67The respondent submits that the applicant has a long history of cognitive deficits dating back to 1987 when she had brain surgery. The applicant required accommodation with reading at college and Dr. Ali’s document review in her report references a note that indicates that she did not remember the births of her two children. The applicant testified that she had overcome these challenges as she completed her university degree without accommodation. Further, she was able to juggle working full-time, attending night courses and being Chair of her Union, all while being a singe mom. I find the applicant’s brain surgery significantly pre-dates the accident. Further, I do not find that the medical evidence supports that she had any significant cognitive deficits in the years before the accident. In addition, in determining that the applicant had a mild impairment in this sphere I find Dr. Ali applied too much weight to the brain surgery as being the cause of the applicant’s current limitations. As already noted, despite any limitations the applicant may have had pre-accident, I find she was functioning at a much higher level.
68I find that the applicant’s chronic pain, depression, anxiety, and cognitive deficits has resulted in a marked impairment in concentration, persistence, and pace.
Is the applicant entitled to an award under s.10 of Regulation 664 because the respondent unreasonably withheld or delayed payments to the applicant?
69The applicant is not entitled to an award.
70Regulation 664, R.R.O. 1990 ( Regulation 664) states that if the Tribunal finds that an insurer had unreasonably withheld or delayed payments, the Tribunal, in addition to awarding the benefits and interest to which an insured person is entitled, may award a lump sum of up to 50 percent of the amount to which the person was entitled at the time of the award together with interest on all amounts then owing to the insured (including unpaid interest) at the rate of 2 per cent per month, compounded monthly, from the time the benefits first became payable under the Schedule.
71The applicant’s submissions on the award issue were insufficient as she did not refer to any evidence to support that the respondent’s conduct is worthy of an award. The applicant has not met her onus in proving on a balance of probabilities that the respondent unreasonably withheld or delayed payment of benefits.
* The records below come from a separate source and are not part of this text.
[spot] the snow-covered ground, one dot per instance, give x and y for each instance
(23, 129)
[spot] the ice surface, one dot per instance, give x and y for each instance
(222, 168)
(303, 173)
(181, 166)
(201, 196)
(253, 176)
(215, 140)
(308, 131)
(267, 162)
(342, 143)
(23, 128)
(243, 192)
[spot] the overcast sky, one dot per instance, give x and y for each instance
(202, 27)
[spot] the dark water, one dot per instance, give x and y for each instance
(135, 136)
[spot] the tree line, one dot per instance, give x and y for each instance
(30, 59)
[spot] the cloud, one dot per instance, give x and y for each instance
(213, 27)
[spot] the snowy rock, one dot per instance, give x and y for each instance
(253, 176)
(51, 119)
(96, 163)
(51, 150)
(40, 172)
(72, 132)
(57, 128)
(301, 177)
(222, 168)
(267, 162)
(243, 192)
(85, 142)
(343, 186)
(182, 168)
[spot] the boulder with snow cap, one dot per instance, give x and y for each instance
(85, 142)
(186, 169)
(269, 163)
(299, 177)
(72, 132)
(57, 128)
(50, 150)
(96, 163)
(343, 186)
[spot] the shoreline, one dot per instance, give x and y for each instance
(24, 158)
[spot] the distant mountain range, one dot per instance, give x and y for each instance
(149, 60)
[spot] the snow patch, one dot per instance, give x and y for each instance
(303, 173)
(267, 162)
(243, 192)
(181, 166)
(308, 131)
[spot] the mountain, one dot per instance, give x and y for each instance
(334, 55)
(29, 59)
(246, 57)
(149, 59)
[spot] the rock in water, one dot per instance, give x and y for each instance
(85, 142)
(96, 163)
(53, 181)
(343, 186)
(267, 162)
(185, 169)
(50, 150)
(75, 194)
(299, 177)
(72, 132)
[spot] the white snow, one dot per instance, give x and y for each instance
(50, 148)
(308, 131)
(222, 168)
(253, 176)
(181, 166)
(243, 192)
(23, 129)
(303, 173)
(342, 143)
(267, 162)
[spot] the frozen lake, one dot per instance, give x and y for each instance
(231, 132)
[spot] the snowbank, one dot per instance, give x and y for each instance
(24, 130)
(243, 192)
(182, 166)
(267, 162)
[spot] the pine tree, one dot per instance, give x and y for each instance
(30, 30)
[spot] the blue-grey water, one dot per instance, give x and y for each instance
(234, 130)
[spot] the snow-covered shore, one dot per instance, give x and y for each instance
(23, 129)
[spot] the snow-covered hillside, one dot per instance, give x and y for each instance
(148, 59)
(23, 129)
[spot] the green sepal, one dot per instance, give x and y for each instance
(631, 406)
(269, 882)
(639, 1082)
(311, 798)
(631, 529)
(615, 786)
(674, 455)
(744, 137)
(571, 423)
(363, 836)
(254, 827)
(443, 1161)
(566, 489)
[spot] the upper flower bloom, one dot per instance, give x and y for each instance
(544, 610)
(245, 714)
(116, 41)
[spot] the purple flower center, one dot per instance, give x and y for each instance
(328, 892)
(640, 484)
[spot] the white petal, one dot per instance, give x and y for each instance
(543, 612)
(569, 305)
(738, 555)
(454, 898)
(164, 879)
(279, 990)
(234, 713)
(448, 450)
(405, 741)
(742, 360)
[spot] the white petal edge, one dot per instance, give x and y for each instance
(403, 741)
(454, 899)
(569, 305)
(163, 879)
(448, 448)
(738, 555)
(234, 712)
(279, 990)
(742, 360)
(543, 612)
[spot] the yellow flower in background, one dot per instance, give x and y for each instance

Therefore, the applicant is not entitled to an award.
ORDER
72For all of the above-noted reasons, I find:
(i) The applicant sustained a CAT impairment as a result of the accident.
(ii) The applicant is not entitled to an award.
Released: April 22, 2022
Rebecca Hines
Adjudicator
Footnotes
- Issues 2 and 4 were withdrawn as both parties agreed that if it is determined that the applicant sustained a CAT impairment, she would be entitled to the OCF-18 for dental services.
- Statutory Powers Procedure Act, R.S.O. 1990, c. S. 22
- American Medical Association’s Guides to the Evaluation of Permanent Impairment, 4th edition, 1993, Ch.14.7: Mental and Behavioural Disorders.
- Ibid, pg. 301, Table 1
- Guides, p. 14/294.
- Guides, p. 14/294
- Guides, p. 14/294
- Anderson v. Flying Saucer Drive-In Ltd., 2009 Carswell Ont 5139.